Now, since you refill your lungs underwater from this pony bottle, you will have to keep in mind that you have to exhale on the ascend, or you are guaranteed a barotrauma. I have been offered a buddy air from scuba divers a few times, while I am freediving. I always refuse, because I am scared how I can forget, mix up with these two completely different disciplines and get into trouble. To toy around with scuba, you are better off getting full on PADI certification and a proper gear.

I know some spearfishers (Bill comes to mind) use spare air or similarly small tank to deal with complicated cases like tangled up gear and such, but not for actual hunting. If you want to stack up a few such pony bottles to get deeper, you will be ascending too often and too quick for any nitrogen tissue load calculator to keep you safe.

And lastly, considering the price of that korkel-snorkel , you can get certified and buy your regulator and bcd and other bits and pieces and will be still ahead financially.
 
Now for the question, why would you want to use something like this for spearfishing?
So the skorkl -claims- 10 minutes of air. That is, if you fill it from a scuba tank. (No, a home-compressor won't do as that air has water and remains of the compressor's oil and grease in it. Ask any car-painter about how nice air straight from the machine is.)
If you would take air from a scuba tank, then why not dive with the big tank instead? And spearfishing on scuba... Well even though it's legal in the UK (it is, right?), I would advise against it until you made a enough dives that people regard you as a master. Scuba diving itself is complex enough without a gun, and when stuff goes wrong you can't just bolt to the surface.

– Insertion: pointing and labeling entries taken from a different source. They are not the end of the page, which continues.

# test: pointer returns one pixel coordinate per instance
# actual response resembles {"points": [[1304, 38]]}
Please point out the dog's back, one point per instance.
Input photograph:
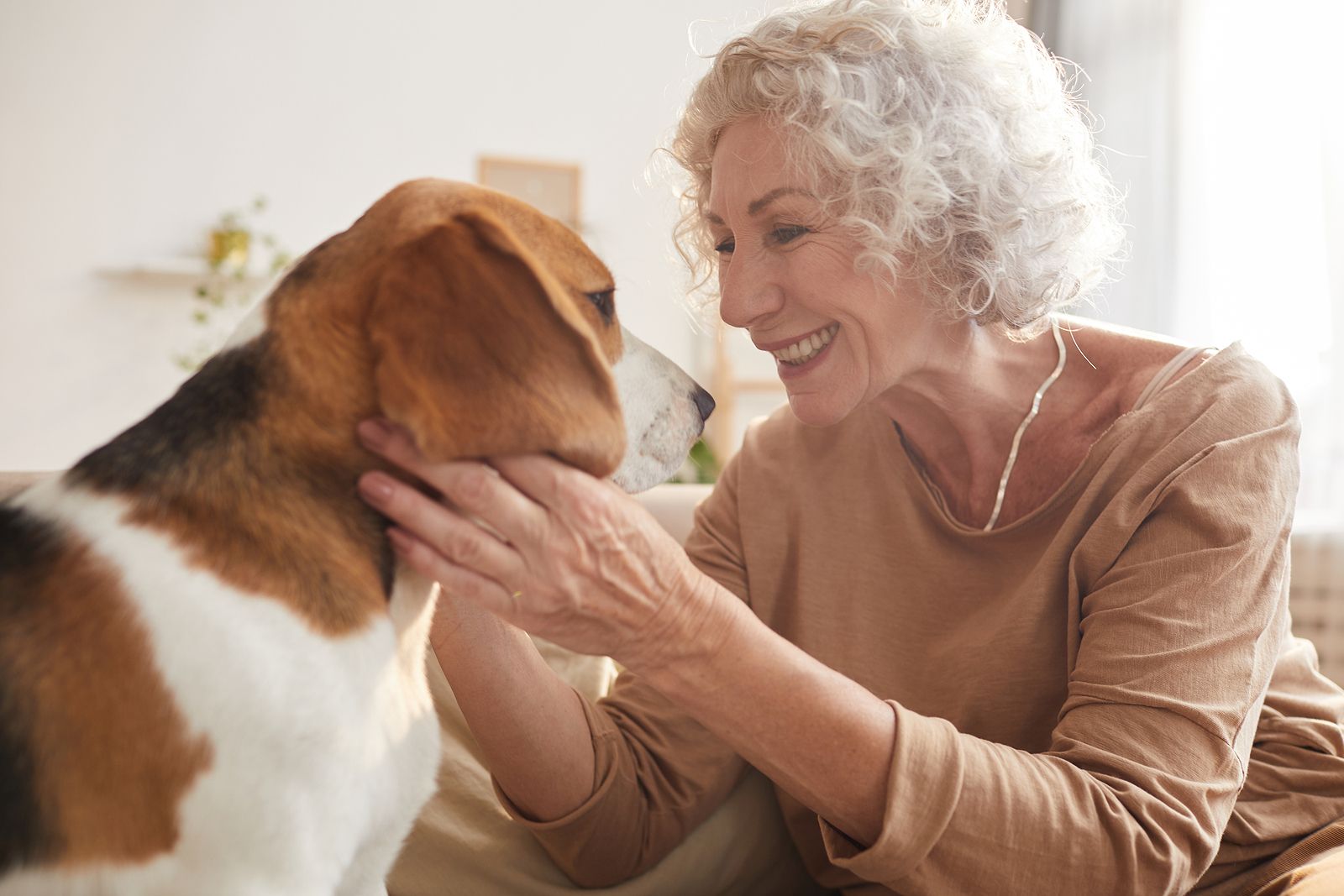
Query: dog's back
{"points": [[163, 727]]}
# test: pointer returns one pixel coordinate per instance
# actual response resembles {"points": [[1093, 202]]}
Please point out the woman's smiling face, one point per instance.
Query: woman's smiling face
{"points": [[786, 275]]}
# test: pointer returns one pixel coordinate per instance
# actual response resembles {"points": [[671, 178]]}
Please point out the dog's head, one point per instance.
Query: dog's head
{"points": [[491, 328]]}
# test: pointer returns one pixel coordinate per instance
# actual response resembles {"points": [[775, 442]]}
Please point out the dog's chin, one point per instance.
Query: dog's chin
{"points": [[642, 472]]}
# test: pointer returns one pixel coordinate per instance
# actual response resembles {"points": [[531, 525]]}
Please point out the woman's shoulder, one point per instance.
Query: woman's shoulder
{"points": [[1142, 369]]}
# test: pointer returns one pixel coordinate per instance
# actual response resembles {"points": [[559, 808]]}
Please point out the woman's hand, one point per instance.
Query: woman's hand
{"points": [[561, 555]]}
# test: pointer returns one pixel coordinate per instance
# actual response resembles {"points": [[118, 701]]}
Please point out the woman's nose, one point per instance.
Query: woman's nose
{"points": [[748, 291]]}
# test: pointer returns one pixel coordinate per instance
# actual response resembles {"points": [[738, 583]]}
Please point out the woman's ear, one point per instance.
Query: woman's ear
{"points": [[477, 351]]}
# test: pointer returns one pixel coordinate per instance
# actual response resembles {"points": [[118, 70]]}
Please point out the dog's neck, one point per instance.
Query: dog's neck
{"points": [[255, 481]]}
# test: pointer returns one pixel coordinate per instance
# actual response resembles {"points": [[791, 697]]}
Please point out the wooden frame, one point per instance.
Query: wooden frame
{"points": [[553, 187]]}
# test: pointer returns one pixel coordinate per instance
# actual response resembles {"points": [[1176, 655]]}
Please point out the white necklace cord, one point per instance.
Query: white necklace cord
{"points": [[1032, 416]]}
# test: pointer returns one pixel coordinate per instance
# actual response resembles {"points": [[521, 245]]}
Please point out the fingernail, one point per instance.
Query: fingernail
{"points": [[375, 488], [374, 432]]}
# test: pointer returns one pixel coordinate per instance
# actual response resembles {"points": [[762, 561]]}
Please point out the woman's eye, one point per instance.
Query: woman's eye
{"points": [[605, 302]]}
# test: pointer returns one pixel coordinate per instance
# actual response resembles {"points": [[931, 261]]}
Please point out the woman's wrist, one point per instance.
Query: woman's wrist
{"points": [[696, 626]]}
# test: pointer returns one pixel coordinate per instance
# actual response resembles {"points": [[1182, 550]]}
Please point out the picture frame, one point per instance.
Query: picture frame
{"points": [[553, 187]]}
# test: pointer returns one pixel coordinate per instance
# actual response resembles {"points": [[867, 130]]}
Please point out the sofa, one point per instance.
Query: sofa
{"points": [[464, 842]]}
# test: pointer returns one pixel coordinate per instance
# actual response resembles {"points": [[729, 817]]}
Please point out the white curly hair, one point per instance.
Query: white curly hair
{"points": [[940, 132]]}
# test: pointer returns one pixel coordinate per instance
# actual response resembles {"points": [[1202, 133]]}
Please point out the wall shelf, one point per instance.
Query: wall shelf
{"points": [[171, 270]]}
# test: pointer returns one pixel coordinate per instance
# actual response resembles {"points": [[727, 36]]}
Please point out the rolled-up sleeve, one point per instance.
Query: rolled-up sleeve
{"points": [[658, 773]]}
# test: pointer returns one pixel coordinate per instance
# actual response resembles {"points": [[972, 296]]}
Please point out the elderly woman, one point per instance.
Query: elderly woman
{"points": [[999, 600]]}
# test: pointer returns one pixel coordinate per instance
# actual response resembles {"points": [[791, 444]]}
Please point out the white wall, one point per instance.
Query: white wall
{"points": [[125, 128]]}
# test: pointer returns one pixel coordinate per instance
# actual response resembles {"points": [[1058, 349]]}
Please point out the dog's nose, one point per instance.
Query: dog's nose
{"points": [[703, 403]]}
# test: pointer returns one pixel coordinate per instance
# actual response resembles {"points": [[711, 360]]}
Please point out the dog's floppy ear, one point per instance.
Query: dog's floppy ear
{"points": [[477, 352]]}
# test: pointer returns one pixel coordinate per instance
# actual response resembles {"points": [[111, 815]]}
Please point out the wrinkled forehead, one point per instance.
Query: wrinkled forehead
{"points": [[753, 163]]}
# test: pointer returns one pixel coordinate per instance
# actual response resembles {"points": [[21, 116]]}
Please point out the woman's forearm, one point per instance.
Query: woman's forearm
{"points": [[528, 720], [819, 735]]}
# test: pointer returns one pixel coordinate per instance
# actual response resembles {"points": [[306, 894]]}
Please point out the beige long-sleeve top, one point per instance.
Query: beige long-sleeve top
{"points": [[1102, 696]]}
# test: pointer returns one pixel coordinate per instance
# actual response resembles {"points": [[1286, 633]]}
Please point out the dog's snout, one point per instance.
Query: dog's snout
{"points": [[703, 402]]}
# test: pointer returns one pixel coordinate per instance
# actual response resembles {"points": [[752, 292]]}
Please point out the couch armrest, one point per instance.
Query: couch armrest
{"points": [[15, 481], [674, 506]]}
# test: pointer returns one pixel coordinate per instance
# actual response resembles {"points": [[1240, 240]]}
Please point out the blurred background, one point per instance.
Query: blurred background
{"points": [[132, 130]]}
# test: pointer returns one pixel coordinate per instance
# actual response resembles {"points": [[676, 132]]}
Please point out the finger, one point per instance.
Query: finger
{"points": [[456, 579], [440, 527], [541, 477]]}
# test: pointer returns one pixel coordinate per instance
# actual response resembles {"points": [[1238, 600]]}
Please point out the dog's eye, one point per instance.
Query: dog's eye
{"points": [[604, 302]]}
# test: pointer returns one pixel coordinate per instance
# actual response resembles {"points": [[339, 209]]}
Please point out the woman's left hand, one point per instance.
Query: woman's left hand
{"points": [[562, 555]]}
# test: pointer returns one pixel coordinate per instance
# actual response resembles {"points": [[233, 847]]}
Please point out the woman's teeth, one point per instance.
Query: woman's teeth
{"points": [[806, 348]]}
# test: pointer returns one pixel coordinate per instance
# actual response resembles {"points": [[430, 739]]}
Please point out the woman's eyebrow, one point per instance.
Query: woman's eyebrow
{"points": [[757, 206]]}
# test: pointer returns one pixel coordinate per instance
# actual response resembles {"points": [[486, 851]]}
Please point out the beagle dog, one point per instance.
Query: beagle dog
{"points": [[212, 664]]}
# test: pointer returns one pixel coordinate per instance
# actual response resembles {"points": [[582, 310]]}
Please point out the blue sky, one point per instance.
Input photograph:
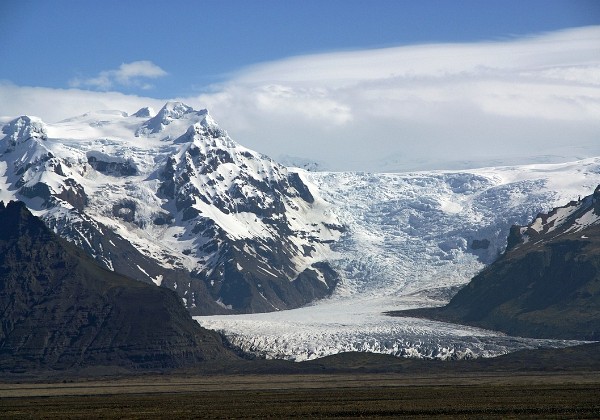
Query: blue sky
{"points": [[396, 85], [197, 43]]}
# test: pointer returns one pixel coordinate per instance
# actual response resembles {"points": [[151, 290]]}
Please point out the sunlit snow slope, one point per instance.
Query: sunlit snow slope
{"points": [[410, 239], [171, 199]]}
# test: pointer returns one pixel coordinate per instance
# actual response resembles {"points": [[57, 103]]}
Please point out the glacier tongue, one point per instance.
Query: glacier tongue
{"points": [[412, 239]]}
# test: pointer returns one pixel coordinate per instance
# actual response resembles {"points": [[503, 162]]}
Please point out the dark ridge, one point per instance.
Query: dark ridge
{"points": [[60, 310]]}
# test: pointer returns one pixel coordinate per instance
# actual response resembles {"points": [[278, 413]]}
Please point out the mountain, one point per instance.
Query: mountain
{"points": [[171, 199], [547, 284], [61, 310], [412, 240]]}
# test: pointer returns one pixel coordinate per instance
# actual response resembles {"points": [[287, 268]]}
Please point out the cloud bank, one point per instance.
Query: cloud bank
{"points": [[437, 106], [135, 74]]}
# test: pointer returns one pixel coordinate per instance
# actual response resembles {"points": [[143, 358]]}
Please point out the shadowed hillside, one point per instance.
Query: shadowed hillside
{"points": [[60, 310]]}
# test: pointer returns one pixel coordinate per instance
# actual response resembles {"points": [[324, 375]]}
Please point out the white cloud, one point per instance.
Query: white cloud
{"points": [[53, 105], [416, 107], [128, 74]]}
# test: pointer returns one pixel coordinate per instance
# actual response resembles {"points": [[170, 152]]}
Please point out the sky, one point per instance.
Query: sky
{"points": [[365, 85]]}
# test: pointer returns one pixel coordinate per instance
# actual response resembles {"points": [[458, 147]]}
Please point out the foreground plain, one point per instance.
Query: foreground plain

But, 10 minutes of air! Yes, and after that your dive session is over. You must be very lucky to find a good fish within 10 minutes.
If you would spearfish on breathhold however, you could dive from sunrise to sunset. Even if you can only hold your breath in the water for 30 seconds, your total bottom time would far exceed the bottom time on compressed air.

Most of my own dives are somewhere between 30s and 1 minute, but I make many of them. On a long summer day this can add up to a few hours of bottom time.